Mean reversion strategies assumed that prices deviated temporarily from a fair value level and would return to it. Pairs trading — trading correlated stock pairs (for example, HDFC Bank and ICICI Bank, or Nifty and Bank Nifty relative to historical spread) by shorting the outperformer and buying the underperformer — was a common mean reversion implementation. Statistical tests including cointegration analysis were used to identify pairs with stable long-run relationships. Mean reversion worked well in range-bound conditions but lost on trending days when divergences extended rather than converged.
Momentum strategies — distinct from trend following — typically operated on shorter timeframes and focused on the persistence of recent outperformance. Factor-based momentum strategies bought stocks that had significantly outperformed the broader index over the prior 12 months (excluding the most recent month) and shorted or avoided underperformers. NSE research and academic studies on Indian factor investing showed that a momentum factor had historically delivered excess returns over the broader market, though with periodic sharp reversals (momentum crashes) during volatile market transitions.
Statistical arbitrage expanded the pairs concept to portfolios of many instruments, using factor models to identify relative mispricing across sectors or within an index. In Indian markets, this required sophisticated quantitative infrastructure and low-latency execution, making it primarily an institutional strategy.

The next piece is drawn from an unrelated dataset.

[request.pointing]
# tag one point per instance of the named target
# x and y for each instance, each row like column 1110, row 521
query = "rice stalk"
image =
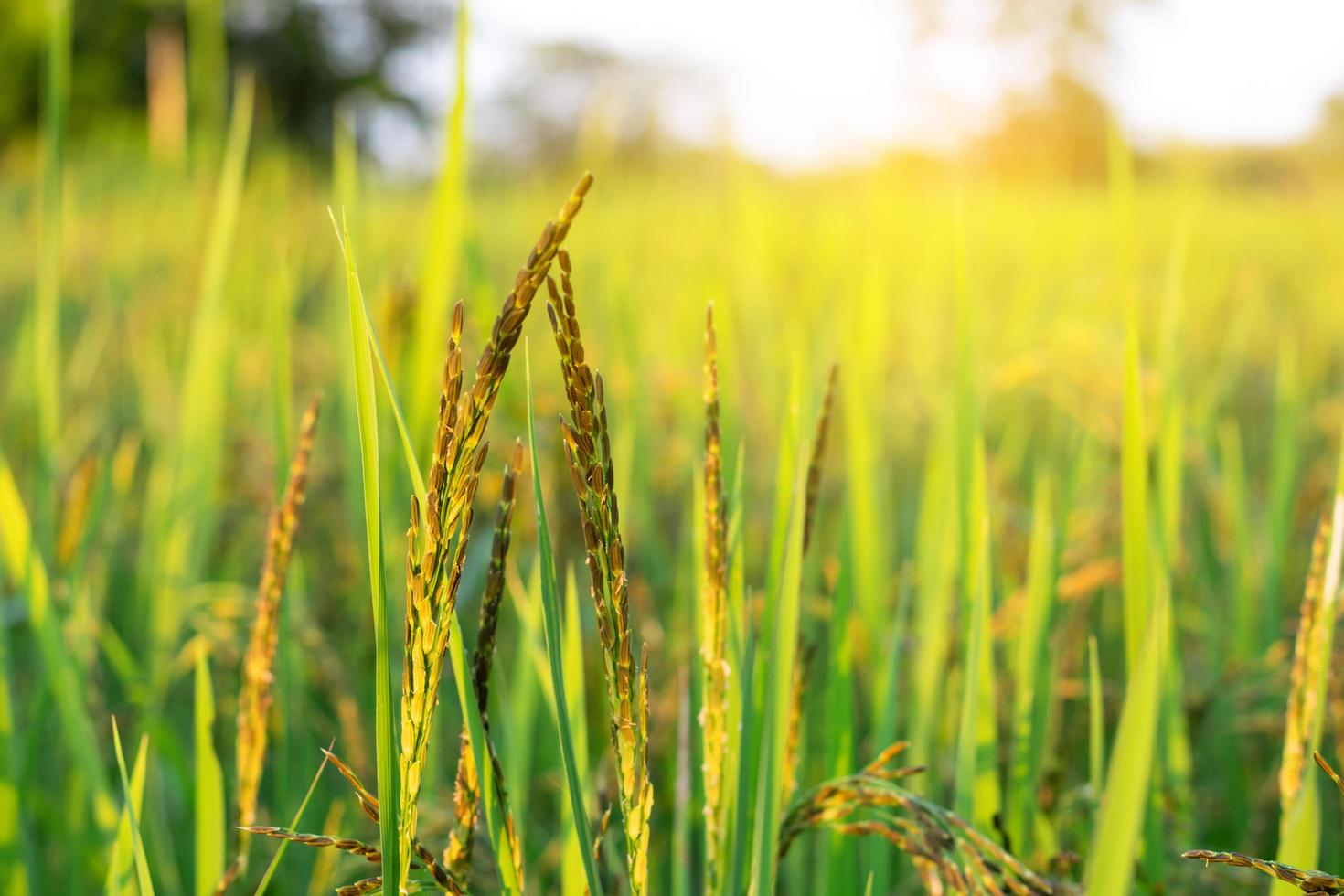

For retail traders building algorithmic strategies in India, trend following and mean reversion represented the most accessible starting points. Platforms such as Streak (integrated with Zerodha), Tradetron, and Python-based frameworks via broker APIs allowed retail participants to build, backtest, and deploy rule-based strategies — with SEBI's 2022 framework requiring all client-side algorithms to be approved and registered with the broker before live deployment.